Recursos serão usados em vigilância, atendimento à população e ações contra o mosquito Aedes aegypti, incluindo aldeias indígenas da região
O Ministério da Saúde autorizou o repasse de R$ 900 mil para ações de vigilância, assistência e controle do Chikungunya na região da Grande Dourados (MS). O aporte será feito em parcela única ao fundo municipal e tem como objetivo reforçar medidas de prevenção, atendimento à população e combate ao mosquito transmissor da doença, o Aedes aegypti.
Segundo a pasta, os recursos poderão ser aplicados em estratégias como vigilância em saúde, qualificação da assistência e apoio às equipes que atuam diretamente nos atendimentos. O valor integra um conjunto de iniciativas já em curso, incluindo a instalação de mil Estações Disseminadoras de Larvicida (EDLs), que usam armadilhas com larvicida para interromper o ciclo de reprodução do mosquito.

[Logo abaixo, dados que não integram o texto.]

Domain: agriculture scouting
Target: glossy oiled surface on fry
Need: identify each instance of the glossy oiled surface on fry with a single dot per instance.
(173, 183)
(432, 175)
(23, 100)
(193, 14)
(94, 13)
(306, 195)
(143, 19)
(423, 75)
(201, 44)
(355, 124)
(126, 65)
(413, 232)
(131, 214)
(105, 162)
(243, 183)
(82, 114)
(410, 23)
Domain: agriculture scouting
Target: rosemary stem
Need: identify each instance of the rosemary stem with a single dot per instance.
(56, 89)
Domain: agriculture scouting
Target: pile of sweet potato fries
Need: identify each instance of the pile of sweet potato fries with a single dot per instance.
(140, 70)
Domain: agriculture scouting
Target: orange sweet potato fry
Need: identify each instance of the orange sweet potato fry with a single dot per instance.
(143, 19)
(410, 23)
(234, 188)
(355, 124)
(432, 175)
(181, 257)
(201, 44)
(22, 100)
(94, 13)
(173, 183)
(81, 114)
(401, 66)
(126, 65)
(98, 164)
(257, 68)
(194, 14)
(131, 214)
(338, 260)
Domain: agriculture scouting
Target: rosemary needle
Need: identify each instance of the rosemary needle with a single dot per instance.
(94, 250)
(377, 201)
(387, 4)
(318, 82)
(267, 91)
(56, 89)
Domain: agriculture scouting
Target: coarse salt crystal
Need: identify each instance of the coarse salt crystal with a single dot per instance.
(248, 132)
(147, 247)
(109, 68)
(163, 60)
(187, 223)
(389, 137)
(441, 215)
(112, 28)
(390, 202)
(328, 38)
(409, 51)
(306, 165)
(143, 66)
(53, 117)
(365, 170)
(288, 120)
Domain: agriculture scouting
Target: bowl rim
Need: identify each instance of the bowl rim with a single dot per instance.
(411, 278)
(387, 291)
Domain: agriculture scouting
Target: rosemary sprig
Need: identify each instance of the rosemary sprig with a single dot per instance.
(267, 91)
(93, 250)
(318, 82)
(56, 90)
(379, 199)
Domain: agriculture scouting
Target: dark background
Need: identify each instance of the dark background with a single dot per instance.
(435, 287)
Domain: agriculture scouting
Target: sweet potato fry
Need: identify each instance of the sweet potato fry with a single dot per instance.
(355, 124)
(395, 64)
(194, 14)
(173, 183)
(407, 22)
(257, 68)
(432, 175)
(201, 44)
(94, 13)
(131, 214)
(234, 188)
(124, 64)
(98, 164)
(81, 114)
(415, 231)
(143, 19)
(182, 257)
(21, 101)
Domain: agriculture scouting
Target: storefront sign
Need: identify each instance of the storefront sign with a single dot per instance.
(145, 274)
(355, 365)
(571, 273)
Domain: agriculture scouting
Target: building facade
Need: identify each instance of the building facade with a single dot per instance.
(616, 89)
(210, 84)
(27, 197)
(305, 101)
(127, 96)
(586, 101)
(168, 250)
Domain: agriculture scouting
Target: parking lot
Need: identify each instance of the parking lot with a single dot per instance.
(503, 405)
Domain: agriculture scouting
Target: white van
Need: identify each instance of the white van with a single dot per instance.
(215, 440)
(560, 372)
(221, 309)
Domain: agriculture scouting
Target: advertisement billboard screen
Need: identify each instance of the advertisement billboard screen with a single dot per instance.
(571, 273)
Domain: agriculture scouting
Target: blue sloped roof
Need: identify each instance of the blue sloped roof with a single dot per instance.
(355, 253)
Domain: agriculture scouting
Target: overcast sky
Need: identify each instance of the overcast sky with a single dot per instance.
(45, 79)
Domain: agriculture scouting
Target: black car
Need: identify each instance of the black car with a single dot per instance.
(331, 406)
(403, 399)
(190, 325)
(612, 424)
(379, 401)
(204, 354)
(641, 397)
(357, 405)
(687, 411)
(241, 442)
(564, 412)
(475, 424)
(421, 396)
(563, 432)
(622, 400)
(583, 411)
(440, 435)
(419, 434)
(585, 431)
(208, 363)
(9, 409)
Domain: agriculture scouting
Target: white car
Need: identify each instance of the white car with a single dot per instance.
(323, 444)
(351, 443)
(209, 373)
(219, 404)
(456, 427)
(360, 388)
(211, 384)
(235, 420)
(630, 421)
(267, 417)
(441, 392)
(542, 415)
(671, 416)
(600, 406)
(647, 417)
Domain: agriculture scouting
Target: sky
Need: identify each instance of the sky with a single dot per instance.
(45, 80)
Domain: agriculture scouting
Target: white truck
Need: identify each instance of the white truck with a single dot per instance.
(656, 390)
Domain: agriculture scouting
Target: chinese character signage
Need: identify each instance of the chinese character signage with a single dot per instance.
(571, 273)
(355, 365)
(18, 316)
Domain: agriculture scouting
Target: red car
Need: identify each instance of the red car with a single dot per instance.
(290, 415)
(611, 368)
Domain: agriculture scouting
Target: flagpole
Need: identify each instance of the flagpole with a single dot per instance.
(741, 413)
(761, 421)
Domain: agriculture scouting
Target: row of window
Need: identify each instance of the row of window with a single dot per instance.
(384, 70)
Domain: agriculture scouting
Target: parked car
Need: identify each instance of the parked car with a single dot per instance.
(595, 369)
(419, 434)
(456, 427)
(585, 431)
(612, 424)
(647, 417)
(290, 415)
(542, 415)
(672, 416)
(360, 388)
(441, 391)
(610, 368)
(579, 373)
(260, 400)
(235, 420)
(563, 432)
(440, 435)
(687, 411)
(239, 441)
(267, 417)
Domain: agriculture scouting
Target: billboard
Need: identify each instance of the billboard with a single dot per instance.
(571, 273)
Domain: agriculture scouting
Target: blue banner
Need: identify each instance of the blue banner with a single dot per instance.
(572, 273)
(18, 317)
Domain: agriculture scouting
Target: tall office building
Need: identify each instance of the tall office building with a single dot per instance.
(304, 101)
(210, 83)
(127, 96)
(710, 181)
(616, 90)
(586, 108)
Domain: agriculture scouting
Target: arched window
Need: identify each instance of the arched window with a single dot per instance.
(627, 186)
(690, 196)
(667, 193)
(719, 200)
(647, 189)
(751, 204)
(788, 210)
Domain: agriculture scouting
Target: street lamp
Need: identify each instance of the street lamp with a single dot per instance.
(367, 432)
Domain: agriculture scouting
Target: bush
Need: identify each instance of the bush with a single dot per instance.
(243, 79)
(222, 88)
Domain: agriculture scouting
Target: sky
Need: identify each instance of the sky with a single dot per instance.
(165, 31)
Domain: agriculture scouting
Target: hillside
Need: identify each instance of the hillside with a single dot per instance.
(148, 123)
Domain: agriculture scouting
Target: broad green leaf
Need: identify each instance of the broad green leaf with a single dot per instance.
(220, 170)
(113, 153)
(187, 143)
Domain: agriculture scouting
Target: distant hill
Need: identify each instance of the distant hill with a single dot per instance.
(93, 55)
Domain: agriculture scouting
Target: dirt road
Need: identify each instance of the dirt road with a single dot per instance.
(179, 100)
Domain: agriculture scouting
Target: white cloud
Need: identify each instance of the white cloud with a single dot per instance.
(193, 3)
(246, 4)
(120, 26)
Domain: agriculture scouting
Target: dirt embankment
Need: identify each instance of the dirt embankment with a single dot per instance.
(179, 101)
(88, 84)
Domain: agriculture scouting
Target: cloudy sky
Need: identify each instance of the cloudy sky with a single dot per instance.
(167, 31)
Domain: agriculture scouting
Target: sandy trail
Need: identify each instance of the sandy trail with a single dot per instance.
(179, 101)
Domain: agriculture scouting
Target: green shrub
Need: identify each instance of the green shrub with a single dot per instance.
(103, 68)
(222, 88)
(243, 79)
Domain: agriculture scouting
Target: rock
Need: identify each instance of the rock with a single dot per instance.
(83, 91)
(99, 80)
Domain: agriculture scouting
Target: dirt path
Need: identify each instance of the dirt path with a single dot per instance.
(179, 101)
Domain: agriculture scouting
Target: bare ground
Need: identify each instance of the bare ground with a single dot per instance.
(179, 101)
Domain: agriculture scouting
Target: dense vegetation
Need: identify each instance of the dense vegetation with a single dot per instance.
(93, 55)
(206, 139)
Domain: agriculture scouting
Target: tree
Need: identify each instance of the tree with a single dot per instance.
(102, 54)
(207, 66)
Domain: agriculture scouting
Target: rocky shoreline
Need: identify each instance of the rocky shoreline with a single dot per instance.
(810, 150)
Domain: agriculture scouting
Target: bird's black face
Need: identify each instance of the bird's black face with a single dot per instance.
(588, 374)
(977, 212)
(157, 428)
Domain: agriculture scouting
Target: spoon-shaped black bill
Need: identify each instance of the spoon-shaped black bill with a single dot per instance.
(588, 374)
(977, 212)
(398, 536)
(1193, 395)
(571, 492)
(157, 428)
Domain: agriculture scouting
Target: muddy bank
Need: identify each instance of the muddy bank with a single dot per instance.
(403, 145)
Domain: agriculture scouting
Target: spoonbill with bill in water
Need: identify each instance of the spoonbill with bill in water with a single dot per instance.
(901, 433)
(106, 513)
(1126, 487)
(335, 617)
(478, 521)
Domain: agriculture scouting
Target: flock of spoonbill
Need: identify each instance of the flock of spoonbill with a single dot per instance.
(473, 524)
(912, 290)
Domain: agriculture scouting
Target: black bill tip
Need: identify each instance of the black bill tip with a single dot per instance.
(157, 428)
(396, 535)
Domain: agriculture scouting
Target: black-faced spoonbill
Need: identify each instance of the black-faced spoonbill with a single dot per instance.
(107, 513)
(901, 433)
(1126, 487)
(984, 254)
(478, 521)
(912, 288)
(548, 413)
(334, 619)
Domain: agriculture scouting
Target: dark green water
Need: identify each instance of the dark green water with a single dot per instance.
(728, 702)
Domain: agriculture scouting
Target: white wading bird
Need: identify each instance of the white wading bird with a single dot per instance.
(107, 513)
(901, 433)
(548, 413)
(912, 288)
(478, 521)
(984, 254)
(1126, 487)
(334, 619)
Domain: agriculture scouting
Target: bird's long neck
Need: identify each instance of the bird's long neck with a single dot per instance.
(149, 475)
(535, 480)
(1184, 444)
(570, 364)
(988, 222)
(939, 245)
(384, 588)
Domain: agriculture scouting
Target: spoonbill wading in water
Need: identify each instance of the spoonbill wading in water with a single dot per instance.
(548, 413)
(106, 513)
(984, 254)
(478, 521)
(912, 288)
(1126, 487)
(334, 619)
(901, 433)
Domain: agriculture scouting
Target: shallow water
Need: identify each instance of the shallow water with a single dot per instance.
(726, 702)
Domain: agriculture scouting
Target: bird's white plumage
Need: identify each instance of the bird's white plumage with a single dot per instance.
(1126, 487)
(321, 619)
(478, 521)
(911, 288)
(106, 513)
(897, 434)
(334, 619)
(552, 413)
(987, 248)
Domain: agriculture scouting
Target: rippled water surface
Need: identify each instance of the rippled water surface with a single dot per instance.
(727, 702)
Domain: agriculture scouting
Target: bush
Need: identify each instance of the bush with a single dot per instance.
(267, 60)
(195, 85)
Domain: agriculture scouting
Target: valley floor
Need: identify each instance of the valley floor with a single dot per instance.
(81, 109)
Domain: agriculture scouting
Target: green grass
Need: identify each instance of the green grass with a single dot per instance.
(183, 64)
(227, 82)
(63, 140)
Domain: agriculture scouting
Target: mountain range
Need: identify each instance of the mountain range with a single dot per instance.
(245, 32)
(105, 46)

Agentes municipais passaram por capacitação sobre o uso dessas novas tecnologias, conduzida por técnicos da Coordenação-Geral de Vigilância de Arboviroses. Outra ação envolve a busca ativa em territórios indígenas de Dourados, realizada em parceria com a Força Nacional do Sistema Único de Saúde (SUS) e a Secretaria de Saúde Indígena (Sesai), com 106 atendimentos domiciliares nas aldeias Jaguapiru e Bororó.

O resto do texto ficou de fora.